Discussion:
utf8only and normalization properties
Haudy Kazemi
2009-08-12 23:17:44 UTC
Permalink
Hello,

I'm wondering what are some use cases for ZFS's utf8only and
normalization properties. They are off/none by default, and can only be
set when the filesystem is created. When should they specifically be
enabled and/or disabled? (i.e. Where is using them a really good idea?
Where is using them a really bad idea?)

Looking forward, starting with Windows XP and OS X 10.5 clients, is
there any reason to change the defaults in order to minimize problems?

From the documentation at
http://dlc.sun.com/osol/docs/content/ZFSADMIN/gazss.html :

utf8only
Boolean
Off
This property indicates whether a file system should reject file names
that include characters that are not present in the UTF-8 character code
set. If this property is explicitly set to off, the normalization
property must either not be explicitly set or be set to none. The
default value for the utf8only property is off. This property cannot be
changed after the file system is created.

normalization
String
None
This property indicates whether a file system should perform a unicode
normalization of file names whenever two file names are compared, and
which normalization algorithm should be used. File names are always
stored unmodified, names are normalized as part of any comparison
process. If this property is set to a legal value other than none, and
the utf8only property was left unspecified, the utf8only property is
automatically set to on. The default value of the normalization property
is none. This property cannot be changed after the file system is created

Background: I've built a test system running OpenSolaris 2009.06 (b111)
with a ZFS RAIDZ1, with CIFS in workgroup mode. I'm testing with
Windows XP and Mac OS X 10.5 clients connecting via CIFS (no NFS or AFP).
I've set these properties during zfs create or immediately afterwards:
casesensitivity=mixed
compression=on
snapdir=visible

and ran this to set up nonrestrictive ACLs as suggested by Alan Wright
at the thread "[cifs-discuss] CIFS and permission mapping" at
http://opensolaris.org/jive/message.jspa?messageID=365620#365947
chmod A=everyone@:full_set:fd:allow /tank/home

Thanks!

-hk
Nicolas Williams
2009-08-12 23:48:06 UTC
Permalink
Post by Haudy Kazemi
I'm wondering what are some use cases for ZFS's utf8only and
normalization properties. They are off/none by default, and can only be
set when the filesystem is created. When should they specifically be
enabled and/or disabled? (i.e. Where is using them a really good idea?
Where is using them a really bad idea?)
These are for interoperability.

The world is converging on Unicode for filesystem object naming. If you
want to exclude non-Unicode strings then you should set utf8only (some
non-Unicode strings in some codesets can look like valid UTF-8 though).
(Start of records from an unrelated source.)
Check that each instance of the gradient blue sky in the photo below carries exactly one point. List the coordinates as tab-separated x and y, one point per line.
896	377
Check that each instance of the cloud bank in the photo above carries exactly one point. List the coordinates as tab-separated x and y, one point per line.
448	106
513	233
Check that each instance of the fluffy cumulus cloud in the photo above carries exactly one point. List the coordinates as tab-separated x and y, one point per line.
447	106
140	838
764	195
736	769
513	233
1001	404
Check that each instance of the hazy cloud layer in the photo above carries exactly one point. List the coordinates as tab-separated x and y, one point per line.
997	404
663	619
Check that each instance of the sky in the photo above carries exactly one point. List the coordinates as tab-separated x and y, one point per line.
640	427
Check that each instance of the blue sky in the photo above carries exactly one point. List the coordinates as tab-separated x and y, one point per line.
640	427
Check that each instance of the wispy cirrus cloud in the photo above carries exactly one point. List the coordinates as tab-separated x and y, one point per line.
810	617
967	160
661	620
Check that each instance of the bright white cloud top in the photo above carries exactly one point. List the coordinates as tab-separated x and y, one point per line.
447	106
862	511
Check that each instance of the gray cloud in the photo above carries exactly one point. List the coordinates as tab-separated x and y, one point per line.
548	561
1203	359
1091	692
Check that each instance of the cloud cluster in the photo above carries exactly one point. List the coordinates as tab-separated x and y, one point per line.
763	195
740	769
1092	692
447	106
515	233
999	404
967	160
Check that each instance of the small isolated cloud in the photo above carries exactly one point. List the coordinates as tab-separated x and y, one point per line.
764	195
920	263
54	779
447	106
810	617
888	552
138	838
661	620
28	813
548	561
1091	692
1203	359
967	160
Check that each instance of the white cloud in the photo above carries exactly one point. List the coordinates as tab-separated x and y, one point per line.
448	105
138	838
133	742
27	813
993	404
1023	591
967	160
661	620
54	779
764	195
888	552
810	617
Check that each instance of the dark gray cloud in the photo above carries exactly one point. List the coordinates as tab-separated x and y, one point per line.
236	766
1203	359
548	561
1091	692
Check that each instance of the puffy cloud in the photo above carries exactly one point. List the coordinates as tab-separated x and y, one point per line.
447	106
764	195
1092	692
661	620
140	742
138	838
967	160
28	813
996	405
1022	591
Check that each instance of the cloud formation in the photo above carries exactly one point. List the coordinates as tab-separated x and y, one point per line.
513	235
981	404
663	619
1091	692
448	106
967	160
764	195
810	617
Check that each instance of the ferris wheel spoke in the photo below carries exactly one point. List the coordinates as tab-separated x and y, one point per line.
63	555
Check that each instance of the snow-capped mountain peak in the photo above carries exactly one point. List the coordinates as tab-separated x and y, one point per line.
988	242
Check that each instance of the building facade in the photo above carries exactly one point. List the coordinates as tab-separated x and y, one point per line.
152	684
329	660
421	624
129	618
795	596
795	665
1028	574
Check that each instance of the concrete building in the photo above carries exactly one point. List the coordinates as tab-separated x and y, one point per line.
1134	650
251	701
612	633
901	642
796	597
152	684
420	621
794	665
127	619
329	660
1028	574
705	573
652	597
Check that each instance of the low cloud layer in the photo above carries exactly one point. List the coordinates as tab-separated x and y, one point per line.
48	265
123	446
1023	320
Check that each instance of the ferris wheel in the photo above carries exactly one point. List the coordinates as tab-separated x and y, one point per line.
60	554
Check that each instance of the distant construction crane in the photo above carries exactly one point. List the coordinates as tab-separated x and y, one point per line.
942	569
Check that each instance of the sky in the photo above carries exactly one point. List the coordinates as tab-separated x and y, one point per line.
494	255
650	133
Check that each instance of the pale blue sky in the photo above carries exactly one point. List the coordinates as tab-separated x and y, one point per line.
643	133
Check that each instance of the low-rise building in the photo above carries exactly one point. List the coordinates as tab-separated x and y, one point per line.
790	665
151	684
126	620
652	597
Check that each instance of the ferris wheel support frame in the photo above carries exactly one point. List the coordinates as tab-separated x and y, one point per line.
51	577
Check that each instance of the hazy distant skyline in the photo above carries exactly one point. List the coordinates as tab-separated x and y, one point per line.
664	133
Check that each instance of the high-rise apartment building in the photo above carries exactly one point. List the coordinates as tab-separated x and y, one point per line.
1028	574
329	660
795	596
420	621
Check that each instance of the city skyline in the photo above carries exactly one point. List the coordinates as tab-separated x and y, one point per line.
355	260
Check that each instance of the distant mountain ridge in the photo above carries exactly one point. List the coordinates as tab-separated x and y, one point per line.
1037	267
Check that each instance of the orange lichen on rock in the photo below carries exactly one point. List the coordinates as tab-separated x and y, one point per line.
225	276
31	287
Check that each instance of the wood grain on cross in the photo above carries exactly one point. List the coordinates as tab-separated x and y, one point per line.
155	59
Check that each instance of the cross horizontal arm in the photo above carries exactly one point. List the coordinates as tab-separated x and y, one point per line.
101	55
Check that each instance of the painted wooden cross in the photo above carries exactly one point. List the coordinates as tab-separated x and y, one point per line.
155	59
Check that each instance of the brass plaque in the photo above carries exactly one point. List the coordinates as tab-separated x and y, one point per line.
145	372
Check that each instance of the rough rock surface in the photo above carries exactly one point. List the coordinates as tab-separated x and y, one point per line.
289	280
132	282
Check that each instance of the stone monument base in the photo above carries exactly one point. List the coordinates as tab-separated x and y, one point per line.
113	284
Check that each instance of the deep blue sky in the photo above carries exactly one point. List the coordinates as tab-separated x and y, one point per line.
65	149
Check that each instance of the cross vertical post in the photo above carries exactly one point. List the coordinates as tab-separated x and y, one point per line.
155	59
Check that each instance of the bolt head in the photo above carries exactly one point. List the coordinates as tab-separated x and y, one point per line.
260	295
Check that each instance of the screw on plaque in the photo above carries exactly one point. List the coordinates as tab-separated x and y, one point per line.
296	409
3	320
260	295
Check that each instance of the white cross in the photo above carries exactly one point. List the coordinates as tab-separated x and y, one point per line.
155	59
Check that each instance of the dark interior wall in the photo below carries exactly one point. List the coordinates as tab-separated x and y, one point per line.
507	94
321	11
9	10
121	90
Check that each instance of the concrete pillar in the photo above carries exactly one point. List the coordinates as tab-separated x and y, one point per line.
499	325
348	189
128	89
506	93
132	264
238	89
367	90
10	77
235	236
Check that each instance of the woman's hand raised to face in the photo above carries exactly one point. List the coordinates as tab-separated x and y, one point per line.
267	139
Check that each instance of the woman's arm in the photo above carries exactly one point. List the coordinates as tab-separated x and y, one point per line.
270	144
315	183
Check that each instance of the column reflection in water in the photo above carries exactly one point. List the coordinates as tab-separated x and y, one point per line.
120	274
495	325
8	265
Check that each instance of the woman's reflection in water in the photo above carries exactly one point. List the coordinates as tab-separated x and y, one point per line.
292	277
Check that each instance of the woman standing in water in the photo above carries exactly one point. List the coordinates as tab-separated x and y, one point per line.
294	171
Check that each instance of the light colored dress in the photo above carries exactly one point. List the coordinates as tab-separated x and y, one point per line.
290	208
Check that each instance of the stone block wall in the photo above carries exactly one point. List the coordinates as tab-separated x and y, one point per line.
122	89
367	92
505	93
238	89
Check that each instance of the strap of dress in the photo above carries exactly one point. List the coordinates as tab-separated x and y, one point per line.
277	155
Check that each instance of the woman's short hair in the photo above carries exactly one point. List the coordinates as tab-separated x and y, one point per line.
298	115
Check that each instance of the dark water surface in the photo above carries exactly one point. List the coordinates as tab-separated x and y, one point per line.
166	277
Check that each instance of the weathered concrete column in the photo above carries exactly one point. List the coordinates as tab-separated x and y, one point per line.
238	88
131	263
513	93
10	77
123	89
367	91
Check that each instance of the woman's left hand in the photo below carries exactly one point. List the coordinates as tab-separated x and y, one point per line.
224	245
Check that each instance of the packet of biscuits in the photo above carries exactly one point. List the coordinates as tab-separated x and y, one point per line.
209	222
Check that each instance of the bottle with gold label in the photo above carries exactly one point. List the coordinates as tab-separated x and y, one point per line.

But Unicode has multiple canonical and non-canonical ways of
representing certain characters (e.g., ´). Solaris and Windows
input methods tend to conform to NFKC, so they will interop even if you
don't enable the normalization feature. But MacOS X normalizes to NFD.

Therefore, if you need to interoperate with MacOS X then you should
enable the normalization feature.
Post by Haudy Kazemi
Looking forward, starting with Windows XP and OS X 10.5 clients, is
there any reason to change the defaults in order to minimize problems?
You should definetely enable normalization (see above).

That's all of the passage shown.